Bore Pile adalah pondasi yang kedalamannya lebih dari 2 meter.Digunakan untuk pondasi bangunan – bangunan tinggi.Sebelum memasang bore pile, permukaan tanah dibor terlebih dahulu dengan menggunakan mesin bor. Hingga menemukan daya dukung tanah yang  sangat kuat untuk menopang pondasi.Setelah itu tulang besi dimasukan kedalam permukaaan tanah yang telah dibor, kemudian dicor dengan beton.Pondasi ini berdiameter 20 Cm keatas.Dan biasanya pondasi ini terdiri dari 2 atau lebih yang diatasnya terdapat pile cap.

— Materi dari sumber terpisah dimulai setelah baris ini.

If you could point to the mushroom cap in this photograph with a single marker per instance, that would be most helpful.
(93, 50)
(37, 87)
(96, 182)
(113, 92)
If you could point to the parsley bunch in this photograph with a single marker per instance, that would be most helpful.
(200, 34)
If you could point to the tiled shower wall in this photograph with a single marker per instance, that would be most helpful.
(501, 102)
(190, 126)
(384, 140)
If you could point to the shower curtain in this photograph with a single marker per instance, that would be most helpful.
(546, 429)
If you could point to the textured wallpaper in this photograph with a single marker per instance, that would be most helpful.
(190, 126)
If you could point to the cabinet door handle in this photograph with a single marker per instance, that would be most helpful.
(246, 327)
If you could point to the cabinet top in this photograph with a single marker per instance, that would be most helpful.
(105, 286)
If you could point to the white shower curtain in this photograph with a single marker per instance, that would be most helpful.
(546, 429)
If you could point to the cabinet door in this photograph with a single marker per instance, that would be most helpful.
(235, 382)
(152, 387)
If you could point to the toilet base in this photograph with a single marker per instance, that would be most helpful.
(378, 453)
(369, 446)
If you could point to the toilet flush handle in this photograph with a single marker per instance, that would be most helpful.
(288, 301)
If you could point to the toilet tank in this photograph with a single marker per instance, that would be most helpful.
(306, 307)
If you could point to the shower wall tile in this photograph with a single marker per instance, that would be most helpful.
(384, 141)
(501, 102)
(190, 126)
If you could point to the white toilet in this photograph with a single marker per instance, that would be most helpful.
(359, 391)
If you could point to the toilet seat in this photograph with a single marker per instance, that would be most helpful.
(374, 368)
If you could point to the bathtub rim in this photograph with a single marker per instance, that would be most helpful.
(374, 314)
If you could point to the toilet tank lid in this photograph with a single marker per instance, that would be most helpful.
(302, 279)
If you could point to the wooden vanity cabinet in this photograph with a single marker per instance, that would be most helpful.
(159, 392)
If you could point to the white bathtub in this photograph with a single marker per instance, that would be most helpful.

2.      Tiang Pancang / Paku Bumi

Tiang Pancang pada dasarnya sama dengan bore pile, hanya sja yang membedakan bahan dasarnya.Tiang pancang menggunakan beton jadi yang langsung ditancapkan langsung ketanah dengan menggunakan mesin pemancang.Karena ujung tiang pancang lancip menyerupai paku, oleh karena itu tiang pancang tidak memerlukan proses pengeboran.